Para o sr. Lee e Alice, em retribuição ao amor e afeto
Os advogados, suponho, um dia foram crianças.
CHARLES LAMB
SEGUNDA PARTE
25
— Não faça isso, Scout. Coloque-a na escada dos fundos.
— Jem, você ficou louco?
— Eu disse para pôr ela na escada dos fundos.
Com um suspiro, peguei a criaturinha, coloquei-a no primeiro degrau e voltei para a minha cama de campanha. Setembro
tinha chegado, mas nem sinal de frio e nós continuávamos dormindo na varanda dos fundos. Os vagalumes ainda estavam
circulando, os insetos noturnos e voadores que batiam na tela o verão inteiro ainda não tinham ido para onde quer que iam no
outono.
Uma centopeia tinha conseguido entrar em casa. Concluí que o bichinho tinha subido a escada e entrado por baixo da porta.
Estava pousando meu livro no chão, ao lado da cama de campanha, quando a vi. Essas criaturas têm uns três centímetros de
comprimento e quando tocamos nelas, se enrolam feito uma bola cinzenta.
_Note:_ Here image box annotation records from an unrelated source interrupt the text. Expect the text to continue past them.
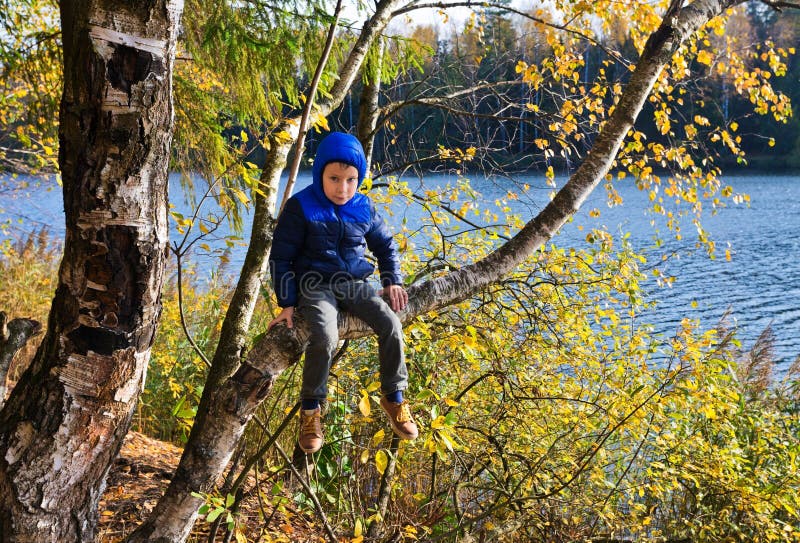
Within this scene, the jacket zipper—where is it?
[333,206,350,273]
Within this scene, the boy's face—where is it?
[322,162,358,206]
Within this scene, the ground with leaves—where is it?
[97,432,325,543]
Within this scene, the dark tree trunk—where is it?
[0,0,183,543]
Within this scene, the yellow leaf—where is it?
[697,49,712,66]
[375,449,389,475]
[358,390,371,417]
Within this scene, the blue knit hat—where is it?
[311,132,367,190]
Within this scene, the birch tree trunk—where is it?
[126,0,410,542]
[0,0,183,543]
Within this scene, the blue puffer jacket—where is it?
[269,132,402,307]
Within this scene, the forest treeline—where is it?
[309,4,800,174]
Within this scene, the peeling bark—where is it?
[126,0,401,542]
[0,311,42,409]
[0,0,183,543]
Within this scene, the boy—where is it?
[269,132,418,453]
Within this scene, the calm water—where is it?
[0,175,800,369]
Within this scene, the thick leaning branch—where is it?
[248,0,742,356]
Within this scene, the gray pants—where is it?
[297,281,408,400]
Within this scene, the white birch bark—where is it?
[0,0,183,543]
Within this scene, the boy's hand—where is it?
[378,285,408,311]
[267,306,294,328]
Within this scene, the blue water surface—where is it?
[0,174,800,372]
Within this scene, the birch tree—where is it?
[0,0,183,542]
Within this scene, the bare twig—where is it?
[280,0,342,211]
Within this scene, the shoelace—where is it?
[397,402,414,422]
[300,413,320,435]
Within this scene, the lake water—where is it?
[0,175,800,372]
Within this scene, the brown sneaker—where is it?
[381,396,419,440]
[297,407,323,454]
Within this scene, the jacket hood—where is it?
[311,132,367,202]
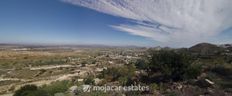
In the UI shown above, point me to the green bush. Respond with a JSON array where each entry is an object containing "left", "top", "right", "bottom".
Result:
[
  {"left": 145, "top": 50, "right": 201, "bottom": 81},
  {"left": 84, "top": 76, "right": 95, "bottom": 85}
]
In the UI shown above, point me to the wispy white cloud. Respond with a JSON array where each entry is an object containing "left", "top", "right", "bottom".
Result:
[{"left": 62, "top": 0, "right": 232, "bottom": 45}]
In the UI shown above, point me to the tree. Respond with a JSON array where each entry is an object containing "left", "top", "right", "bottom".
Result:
[{"left": 145, "top": 50, "right": 197, "bottom": 81}]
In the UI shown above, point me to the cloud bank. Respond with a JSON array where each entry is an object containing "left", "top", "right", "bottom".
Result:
[{"left": 62, "top": 0, "right": 232, "bottom": 46}]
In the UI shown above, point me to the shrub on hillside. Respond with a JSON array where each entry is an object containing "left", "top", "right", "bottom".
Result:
[{"left": 140, "top": 50, "right": 201, "bottom": 81}]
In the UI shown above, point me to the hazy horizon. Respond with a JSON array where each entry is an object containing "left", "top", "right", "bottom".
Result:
[{"left": 0, "top": 0, "right": 232, "bottom": 47}]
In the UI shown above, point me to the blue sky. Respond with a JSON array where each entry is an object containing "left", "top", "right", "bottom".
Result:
[{"left": 0, "top": 0, "right": 232, "bottom": 47}]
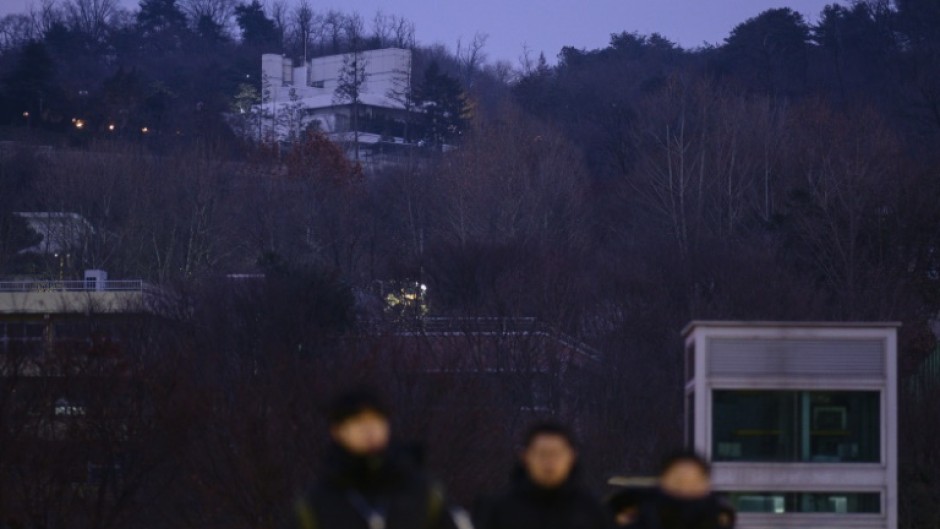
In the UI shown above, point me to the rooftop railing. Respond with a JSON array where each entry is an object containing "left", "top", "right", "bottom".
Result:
[{"left": 0, "top": 279, "right": 146, "bottom": 292}]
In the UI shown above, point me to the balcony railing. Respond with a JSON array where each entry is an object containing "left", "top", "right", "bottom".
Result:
[{"left": 0, "top": 279, "right": 146, "bottom": 292}]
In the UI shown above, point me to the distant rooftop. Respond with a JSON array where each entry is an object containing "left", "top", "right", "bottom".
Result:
[{"left": 682, "top": 320, "right": 902, "bottom": 336}]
Deitei de barriga no chão e cutuquei-a. Ela se enrolou. Depois, acho que se sentiu segura e se desenrolou. Andou alguns
centímetros com suas centenas de pernas e toquei-a de novo. Ela se enrolou. Eu estava com sono, então resolvi acabar com
aquela história. Estava prestes a esmagá-la quando Jem se manifestou.
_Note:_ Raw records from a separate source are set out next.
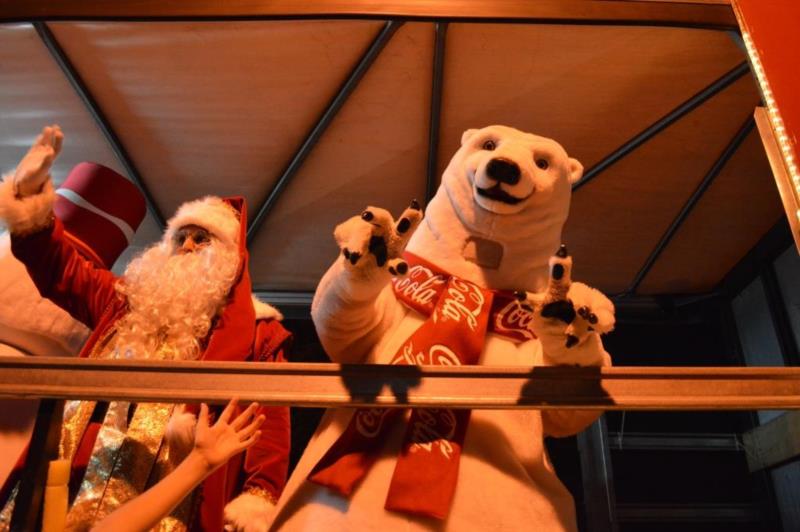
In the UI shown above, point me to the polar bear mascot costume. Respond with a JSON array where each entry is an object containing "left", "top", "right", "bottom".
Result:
[{"left": 273, "top": 126, "right": 614, "bottom": 532}]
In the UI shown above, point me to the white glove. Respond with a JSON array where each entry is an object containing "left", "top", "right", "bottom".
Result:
[{"left": 14, "top": 125, "right": 64, "bottom": 198}]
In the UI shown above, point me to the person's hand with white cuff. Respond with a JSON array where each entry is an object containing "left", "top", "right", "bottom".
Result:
[{"left": 14, "top": 125, "right": 64, "bottom": 198}]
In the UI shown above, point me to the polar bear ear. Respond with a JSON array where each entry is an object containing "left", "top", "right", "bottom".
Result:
[
  {"left": 567, "top": 157, "right": 583, "bottom": 183},
  {"left": 461, "top": 129, "right": 478, "bottom": 146}
]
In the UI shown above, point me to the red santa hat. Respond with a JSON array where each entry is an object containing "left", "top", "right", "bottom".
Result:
[
  {"left": 164, "top": 196, "right": 240, "bottom": 246},
  {"left": 53, "top": 162, "right": 145, "bottom": 268}
]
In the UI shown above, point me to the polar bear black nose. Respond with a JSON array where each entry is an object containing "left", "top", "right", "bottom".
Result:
[{"left": 486, "top": 158, "right": 519, "bottom": 185}]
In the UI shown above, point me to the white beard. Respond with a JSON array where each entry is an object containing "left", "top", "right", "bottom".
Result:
[{"left": 116, "top": 240, "right": 239, "bottom": 360}]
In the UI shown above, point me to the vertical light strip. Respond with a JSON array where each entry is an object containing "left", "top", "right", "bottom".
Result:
[{"left": 737, "top": 28, "right": 800, "bottom": 221}]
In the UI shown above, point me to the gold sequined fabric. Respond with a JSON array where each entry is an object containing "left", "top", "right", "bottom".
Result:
[
  {"left": 147, "top": 428, "right": 197, "bottom": 532},
  {"left": 66, "top": 401, "right": 130, "bottom": 532},
  {"left": 96, "top": 403, "right": 173, "bottom": 519}
]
Ele ficou zangado. Com certeza, fazia parte da fase pela qual ele estava passando e desejei que essa bendita fase passasse
rápido. É verdade que ele nunca tinha sido cruel com animais, mas eu não sabia que sua bondade se estendia ao mundo dos
insetos.
— Por que não posso esmagá-la? — perguntei.
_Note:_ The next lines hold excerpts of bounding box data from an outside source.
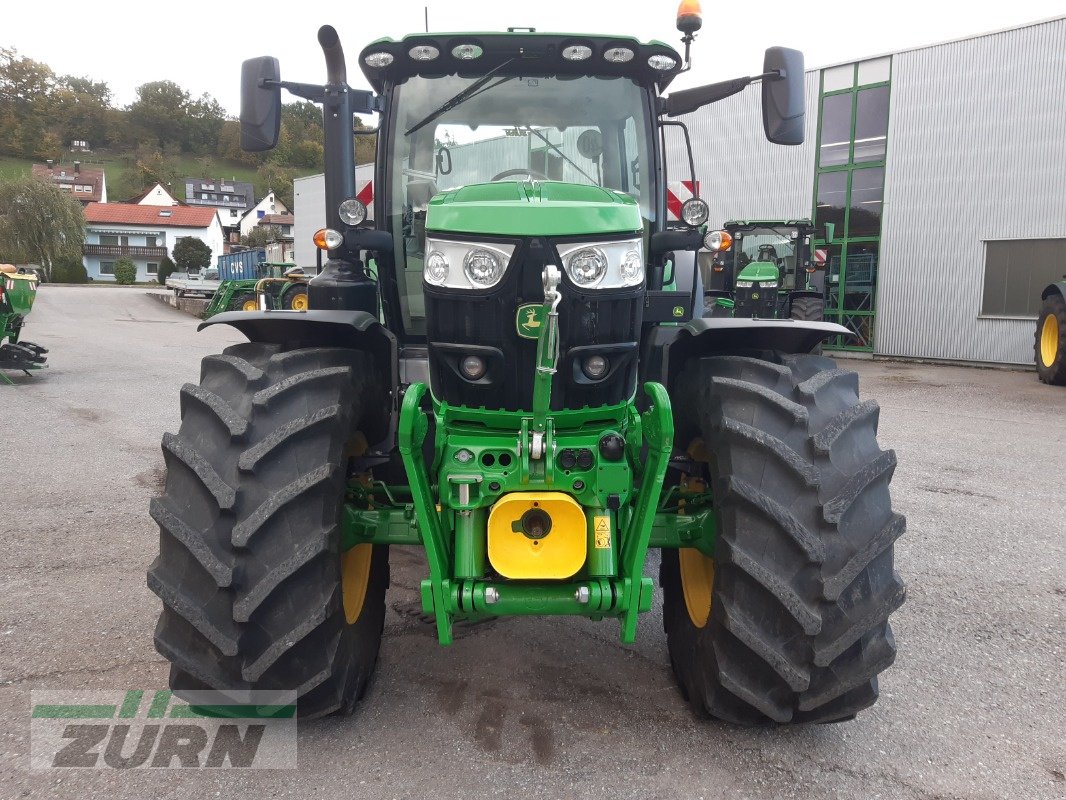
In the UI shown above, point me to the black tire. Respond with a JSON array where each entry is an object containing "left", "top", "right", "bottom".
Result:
[
  {"left": 281, "top": 286, "right": 307, "bottom": 311},
  {"left": 789, "top": 295, "right": 825, "bottom": 322},
  {"left": 1033, "top": 292, "right": 1066, "bottom": 386},
  {"left": 148, "top": 342, "right": 389, "bottom": 717},
  {"left": 660, "top": 354, "right": 905, "bottom": 725},
  {"left": 229, "top": 291, "right": 259, "bottom": 311}
]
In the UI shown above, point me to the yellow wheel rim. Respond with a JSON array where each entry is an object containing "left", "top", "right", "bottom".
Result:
[
  {"left": 340, "top": 544, "right": 374, "bottom": 625},
  {"left": 1040, "top": 314, "right": 1059, "bottom": 367},
  {"left": 677, "top": 547, "right": 714, "bottom": 628}
]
— Porque ela não está incomodando — respondeu Jem, no escuro. Tinha desligado a luz do abajur.
— Acho que você deve estar na fase de não matar moscas e mosquitos — falei. — Me avise quando passar. Só vou dizer
uma coisa: não vou ficar parada e deixar de esmagar um inseto.
— Ah, fica quieta — ele disse, sonolento.
Era Jem que estava ficando cada dia mais parecido com uma moça, não eu. À vontade, estiquei-me na cama e esperei o
sono chegar, e enquanto esperava pensei em Dill. Ele tinha ido embora no primeiro dia do mês, com a promessa de voltar
assim que as aulas terminassem. Ele achava que os pais tinham entendido que ele gostava de passar os verões em Maycomb. A
srta. Rachel nos levou de táxi até o entroncamento de Maycomb e Dill acenou para nós da janela do trem até sumir de vista.
Ele não saía da minha cabeça: sentia falta dele. Nos dois últimos dias que ele passou conosco, Jem o ensinou a nadar…
Ensinou a nadar. Eu estava bem desperta, lembrando do que Dill tinha me contado.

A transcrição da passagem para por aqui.